Vikram Pandit took the helm of Citigroup in late 2007, the same year it bought a hedge fund that he had co-founded. Citi had begun to disclose the extent of its crippling mortgage losses, and his successor, Chuck Prince, had just resigned. Pandit led the bank through the financial crisis and
three federal bailouts that totaled
$476 billion in cash and guarantees — and for a while made Uncle Sam a 36% shareholder.
At a Congressional Oversight Panel hearing in 2010, he blamed short-sellers — not a lack of capital or funding — for the need for government intervention.
That argument was met with skepticism. "So … Citi had back luck?" asked Elizabeth Warren, then a professor who chaired the panel.
Yet Pandit slowly guided Citi back to profitability and oversaw the repayment of its bailout funds. In 2009 he pledged to take $1 in salary and bonus until Citi made money again, and it did so starting in the first half of 2010; the board would
restore his compensation the next year.
Pandit touted his management team’s de-risking efforts and a return to core banking in that 2010 panel hearing.
"We have sold more than 30 businesses and substantially scaled back proprietary trading,” he testified. “Citi is a better bank today, but for Citi, being better is not good enough."
His work at Citi wasn’t good enough for his doubters, either.
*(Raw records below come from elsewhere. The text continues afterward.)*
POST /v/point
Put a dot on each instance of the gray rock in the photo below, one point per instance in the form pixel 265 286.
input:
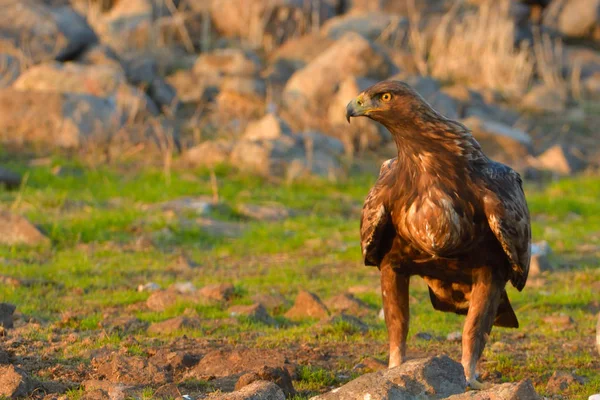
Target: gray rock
pixel 434 377
pixel 369 25
pixel 351 55
pixel 173 325
pixel 14 383
pixel 562 159
pixel 16 230
pixel 507 391
pixel 573 18
pixel 6 315
pixel 209 153
pixel 9 178
pixel 544 99
pixel 257 390
pixel 254 311
pixel 48 33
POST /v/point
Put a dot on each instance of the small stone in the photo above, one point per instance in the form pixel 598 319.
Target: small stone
pixel 255 311
pixel 348 304
pixel 561 381
pixel 6 315
pixel 562 159
pixel 424 336
pixel 280 376
pixel 256 390
pixel 559 321
pixel 173 325
pixel 16 230
pixel 454 336
pixel 14 382
pixel 149 287
pixel 307 305
pixel 217 292
pixel 271 212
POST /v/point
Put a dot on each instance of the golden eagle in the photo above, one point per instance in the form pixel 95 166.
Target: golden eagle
pixel 442 210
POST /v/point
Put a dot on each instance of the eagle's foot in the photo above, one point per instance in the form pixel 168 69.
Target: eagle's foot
pixel 474 384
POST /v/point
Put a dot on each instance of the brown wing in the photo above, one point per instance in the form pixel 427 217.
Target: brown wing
pixel 508 217
pixel 376 229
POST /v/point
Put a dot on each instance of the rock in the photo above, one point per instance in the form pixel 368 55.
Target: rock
pixel 124 324
pixel 217 292
pixel 106 390
pixel 362 133
pixel 540 259
pixel 280 376
pixel 255 312
pixel 351 55
pixel 149 287
pixel 559 321
pixel 507 391
pixel 560 381
pixel 562 159
pixel 270 212
pixel 161 300
pixel 434 377
pixel 14 383
pixel 371 25
pixel 348 304
pixel 10 70
pixel 499 141
pixel 544 99
pixel 574 18
pixel 227 62
pixel 349 324
pixel 130 370
pixel 271 301
pixel 307 305
pixel 55 119
pixel 223 363
pixel 268 128
pixel 174 325
pixel 16 230
pixel 270 23
pixel 209 153
pixel 257 390
pixel 48 33
pixel 10 179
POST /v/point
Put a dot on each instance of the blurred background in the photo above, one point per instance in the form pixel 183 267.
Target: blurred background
pixel 179 182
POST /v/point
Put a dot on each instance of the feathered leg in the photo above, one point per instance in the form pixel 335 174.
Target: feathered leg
pixel 486 294
pixel 394 289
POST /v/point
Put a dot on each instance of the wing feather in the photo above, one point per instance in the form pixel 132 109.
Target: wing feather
pixel 508 217
pixel 376 229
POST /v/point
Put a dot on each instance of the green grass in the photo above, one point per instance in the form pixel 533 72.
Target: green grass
pixel 107 238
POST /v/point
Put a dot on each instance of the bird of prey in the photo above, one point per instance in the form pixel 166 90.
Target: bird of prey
pixel 446 212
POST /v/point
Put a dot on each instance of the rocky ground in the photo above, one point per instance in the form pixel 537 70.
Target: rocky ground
pixel 181 193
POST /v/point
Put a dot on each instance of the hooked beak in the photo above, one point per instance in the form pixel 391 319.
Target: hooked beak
pixel 358 107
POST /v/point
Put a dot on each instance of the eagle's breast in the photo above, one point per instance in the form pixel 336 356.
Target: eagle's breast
pixel 437 223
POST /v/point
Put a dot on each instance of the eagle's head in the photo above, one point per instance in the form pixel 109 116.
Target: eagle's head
pixel 391 103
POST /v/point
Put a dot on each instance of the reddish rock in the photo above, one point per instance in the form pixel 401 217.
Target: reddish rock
pixel 307 305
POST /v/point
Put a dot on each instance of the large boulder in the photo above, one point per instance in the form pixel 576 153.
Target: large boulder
pixel 574 18
pixel 56 119
pixel 268 23
pixel 433 377
pixel 313 86
pixel 48 33
pixel 96 80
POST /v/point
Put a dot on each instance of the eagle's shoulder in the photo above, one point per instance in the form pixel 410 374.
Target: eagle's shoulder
pixel 508 217
pixel 376 230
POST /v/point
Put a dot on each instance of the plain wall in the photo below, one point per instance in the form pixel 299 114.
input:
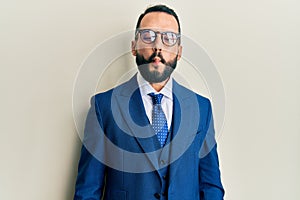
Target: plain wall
pixel 255 46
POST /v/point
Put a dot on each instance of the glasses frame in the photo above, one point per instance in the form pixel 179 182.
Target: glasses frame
pixel 162 34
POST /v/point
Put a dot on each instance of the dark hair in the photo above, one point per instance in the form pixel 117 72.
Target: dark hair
pixel 158 8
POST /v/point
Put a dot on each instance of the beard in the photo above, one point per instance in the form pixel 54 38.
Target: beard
pixel 155 76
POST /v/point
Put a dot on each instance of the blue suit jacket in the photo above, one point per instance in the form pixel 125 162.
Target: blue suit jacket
pixel 121 158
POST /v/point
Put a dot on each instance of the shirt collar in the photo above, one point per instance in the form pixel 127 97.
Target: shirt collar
pixel 146 88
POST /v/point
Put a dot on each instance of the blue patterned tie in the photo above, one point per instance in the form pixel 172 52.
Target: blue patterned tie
pixel 159 120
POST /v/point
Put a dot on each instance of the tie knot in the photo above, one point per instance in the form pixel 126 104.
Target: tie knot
pixel 156 98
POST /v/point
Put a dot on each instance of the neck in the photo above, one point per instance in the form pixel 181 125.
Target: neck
pixel 160 85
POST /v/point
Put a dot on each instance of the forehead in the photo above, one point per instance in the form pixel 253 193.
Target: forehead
pixel 159 21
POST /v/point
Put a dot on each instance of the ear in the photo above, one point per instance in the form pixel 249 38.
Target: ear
pixel 133 48
pixel 179 52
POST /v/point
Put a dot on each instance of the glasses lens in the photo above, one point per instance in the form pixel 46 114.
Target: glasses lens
pixel 148 36
pixel 169 38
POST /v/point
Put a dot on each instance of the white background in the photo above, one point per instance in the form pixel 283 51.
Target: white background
pixel 254 44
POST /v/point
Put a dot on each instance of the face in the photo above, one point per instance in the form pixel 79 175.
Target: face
pixel 156 61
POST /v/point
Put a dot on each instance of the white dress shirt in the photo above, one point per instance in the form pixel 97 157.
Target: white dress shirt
pixel 166 102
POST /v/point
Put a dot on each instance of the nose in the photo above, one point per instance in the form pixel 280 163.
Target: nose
pixel 157 45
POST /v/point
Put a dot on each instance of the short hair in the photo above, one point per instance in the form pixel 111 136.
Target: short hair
pixel 158 8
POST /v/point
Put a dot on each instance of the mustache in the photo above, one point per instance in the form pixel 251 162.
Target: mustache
pixel 156 54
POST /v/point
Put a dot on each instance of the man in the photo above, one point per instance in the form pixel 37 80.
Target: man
pixel 150 138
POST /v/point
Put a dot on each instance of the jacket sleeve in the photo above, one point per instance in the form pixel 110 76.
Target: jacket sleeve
pixel 91 172
pixel 210 181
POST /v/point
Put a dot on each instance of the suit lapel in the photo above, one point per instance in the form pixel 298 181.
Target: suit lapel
pixel 133 114
pixel 184 128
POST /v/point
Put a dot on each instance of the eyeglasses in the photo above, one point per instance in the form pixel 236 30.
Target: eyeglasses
pixel 168 38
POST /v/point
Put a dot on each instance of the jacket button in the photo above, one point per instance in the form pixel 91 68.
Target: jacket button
pixel 157 195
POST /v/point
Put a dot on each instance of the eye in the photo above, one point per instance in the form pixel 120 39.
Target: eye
pixel 148 36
He was second-guessed by regulators, lawmakers and industry observers. He
resigned in 2012 as Citi chief and was replaced by Michael Corbat.
Since then, Pandit has enjoyed a second life as an investor in financial startups. The Orogen Group, an investment firm he leads, said this spring that it was
investing $100 million in Fair Square Financial, a credit card issuer that targets consumers with blemished credit. He recently warned about swift technological changes that would reshape financial services and
put 30% of bank jobs at risk. "I see a banking world going from large financial institutions to one that's a little bit more decentralized," he said.